The Los Angeles-based money manager said it would liquidate the program and distribute the money back to the fund’s investors. The action came after TCW fired its chief investment officer, Jeffrey Gundlach, who was to be a manager of the fund.

Treasury on Wednesday said that the decision would leave the Treasury holding $356.3 million in investments in the TCW fund. While the government could lose money if the investments are sold at a loss, Treasury officials said they believed the government’s share of the investment was protected.

“Treasury has built in a number of protections that ensure we get the best execution on sales of securities from the portfolio,” Treasury spokesman Andrew Williams said.

The purchase of the soured mortgage securities and other assets are being supported through the government’s $700 billion financial rescue fund, known as the Toxic Asset Relief Program.
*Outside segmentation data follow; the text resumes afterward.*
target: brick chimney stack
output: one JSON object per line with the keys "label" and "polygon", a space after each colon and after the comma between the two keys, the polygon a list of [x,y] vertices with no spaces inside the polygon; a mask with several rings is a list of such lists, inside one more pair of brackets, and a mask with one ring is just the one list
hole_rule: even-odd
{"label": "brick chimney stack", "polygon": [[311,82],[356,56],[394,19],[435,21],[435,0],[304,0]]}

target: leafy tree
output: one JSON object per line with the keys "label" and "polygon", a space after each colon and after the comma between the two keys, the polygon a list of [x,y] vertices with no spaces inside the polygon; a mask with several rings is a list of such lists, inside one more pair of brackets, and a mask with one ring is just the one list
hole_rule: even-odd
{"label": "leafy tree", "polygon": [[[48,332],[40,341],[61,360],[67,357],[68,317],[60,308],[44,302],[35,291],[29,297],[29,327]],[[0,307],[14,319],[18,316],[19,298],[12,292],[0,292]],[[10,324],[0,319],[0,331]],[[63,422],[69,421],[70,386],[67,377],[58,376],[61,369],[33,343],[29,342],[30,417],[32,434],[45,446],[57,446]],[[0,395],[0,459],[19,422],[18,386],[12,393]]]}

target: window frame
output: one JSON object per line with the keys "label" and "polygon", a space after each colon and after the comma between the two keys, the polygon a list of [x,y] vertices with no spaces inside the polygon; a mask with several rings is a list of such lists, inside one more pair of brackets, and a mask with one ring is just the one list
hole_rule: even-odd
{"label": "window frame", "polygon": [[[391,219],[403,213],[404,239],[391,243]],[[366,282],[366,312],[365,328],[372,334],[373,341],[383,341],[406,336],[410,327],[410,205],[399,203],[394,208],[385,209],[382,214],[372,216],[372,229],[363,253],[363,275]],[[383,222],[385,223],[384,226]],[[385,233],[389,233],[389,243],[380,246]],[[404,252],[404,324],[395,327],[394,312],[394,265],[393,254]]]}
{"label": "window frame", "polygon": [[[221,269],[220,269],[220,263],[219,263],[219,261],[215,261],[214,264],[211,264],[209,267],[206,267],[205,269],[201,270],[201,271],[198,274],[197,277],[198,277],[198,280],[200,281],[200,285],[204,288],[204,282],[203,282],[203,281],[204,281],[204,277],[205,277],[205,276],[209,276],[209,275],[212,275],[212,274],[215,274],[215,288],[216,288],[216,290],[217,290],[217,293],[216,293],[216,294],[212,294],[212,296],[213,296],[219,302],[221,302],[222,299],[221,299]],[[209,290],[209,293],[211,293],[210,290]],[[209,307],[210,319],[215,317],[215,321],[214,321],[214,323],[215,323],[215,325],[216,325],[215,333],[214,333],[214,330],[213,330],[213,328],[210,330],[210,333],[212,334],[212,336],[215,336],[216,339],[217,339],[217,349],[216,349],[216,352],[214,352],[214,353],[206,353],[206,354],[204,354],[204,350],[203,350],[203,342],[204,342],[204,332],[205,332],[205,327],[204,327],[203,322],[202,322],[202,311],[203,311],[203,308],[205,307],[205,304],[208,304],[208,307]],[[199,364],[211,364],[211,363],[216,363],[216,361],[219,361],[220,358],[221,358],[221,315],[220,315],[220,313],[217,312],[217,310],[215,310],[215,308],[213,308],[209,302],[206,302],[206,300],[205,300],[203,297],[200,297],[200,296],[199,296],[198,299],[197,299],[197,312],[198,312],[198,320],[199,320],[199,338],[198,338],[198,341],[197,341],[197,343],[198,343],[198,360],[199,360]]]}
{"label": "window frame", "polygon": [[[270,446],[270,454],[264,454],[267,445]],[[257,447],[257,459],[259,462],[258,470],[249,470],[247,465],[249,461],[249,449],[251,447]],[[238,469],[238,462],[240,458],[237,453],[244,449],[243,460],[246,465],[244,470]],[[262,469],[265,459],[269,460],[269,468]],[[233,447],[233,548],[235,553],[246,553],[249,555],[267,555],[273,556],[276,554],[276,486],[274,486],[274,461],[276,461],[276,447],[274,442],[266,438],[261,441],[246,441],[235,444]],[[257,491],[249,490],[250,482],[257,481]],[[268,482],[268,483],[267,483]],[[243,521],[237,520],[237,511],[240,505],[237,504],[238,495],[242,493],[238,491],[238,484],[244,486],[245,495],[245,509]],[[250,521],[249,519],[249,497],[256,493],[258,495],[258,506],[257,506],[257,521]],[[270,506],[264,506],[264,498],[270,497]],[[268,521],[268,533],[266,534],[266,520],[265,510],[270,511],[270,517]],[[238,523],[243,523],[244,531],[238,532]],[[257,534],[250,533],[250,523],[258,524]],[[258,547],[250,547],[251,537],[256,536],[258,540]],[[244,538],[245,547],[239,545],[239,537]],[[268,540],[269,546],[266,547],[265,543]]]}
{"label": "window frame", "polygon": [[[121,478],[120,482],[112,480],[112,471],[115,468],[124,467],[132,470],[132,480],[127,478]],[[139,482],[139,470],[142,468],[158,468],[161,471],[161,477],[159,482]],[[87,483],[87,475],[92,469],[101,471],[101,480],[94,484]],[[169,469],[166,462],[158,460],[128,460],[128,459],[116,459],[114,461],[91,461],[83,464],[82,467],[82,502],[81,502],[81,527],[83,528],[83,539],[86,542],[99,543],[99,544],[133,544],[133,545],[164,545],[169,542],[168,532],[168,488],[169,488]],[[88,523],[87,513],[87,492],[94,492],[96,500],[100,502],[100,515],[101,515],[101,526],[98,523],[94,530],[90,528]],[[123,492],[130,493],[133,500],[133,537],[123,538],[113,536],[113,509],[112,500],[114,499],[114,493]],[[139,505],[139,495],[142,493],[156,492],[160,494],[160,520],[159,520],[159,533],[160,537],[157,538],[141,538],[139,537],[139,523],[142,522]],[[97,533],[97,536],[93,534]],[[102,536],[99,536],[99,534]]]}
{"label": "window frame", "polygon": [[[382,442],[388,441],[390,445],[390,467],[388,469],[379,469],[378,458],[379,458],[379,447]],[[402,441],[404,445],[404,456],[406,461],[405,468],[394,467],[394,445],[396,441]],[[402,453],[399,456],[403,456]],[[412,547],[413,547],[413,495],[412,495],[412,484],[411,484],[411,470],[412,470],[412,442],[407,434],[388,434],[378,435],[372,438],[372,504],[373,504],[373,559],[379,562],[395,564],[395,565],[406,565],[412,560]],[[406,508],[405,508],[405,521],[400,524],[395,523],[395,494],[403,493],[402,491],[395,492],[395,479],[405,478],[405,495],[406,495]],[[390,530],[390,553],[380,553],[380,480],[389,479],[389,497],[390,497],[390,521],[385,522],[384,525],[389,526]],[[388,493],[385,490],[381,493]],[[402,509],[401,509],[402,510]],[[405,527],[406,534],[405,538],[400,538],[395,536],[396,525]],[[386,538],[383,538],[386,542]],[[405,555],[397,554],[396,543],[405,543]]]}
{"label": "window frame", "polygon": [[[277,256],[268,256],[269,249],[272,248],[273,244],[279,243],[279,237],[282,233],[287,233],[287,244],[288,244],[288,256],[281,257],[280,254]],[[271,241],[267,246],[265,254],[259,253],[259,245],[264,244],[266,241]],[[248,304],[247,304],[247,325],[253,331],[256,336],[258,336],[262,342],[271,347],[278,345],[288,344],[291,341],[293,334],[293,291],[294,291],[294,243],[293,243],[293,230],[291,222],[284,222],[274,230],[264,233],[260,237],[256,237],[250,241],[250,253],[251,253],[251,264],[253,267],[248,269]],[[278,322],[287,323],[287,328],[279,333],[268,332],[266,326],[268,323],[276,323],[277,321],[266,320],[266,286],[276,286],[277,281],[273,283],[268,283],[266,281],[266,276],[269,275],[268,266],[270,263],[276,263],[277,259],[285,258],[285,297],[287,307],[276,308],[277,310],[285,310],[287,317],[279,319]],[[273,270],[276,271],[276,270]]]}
While the $700 billion fund was created by Congress in October 2008 with the goal of buying toxic assets to stabilize the banking system, then-Treasury Secretary Henry Paulson quickly abandoned that effort in favor of injecting billions of dollars of capital into banks.

Paulson said at the time that it would have taken too long to get the program for buying toxic assets into operation. That assessment proved correct given that the last of the nine groups selected to participate in the toxic purchase program did not fully qualify until a year after the rescue effort was launched.

The program has been plagued by delays and some analysts wonder how effective it will be. Some critics contend the effort puts government money at risk while benefiting wealthy private-equity firms. Treasury investments of $30 billion are used to bolster the resources raised by the private groups which were required to raise a minimum of $500 million each to begin operations.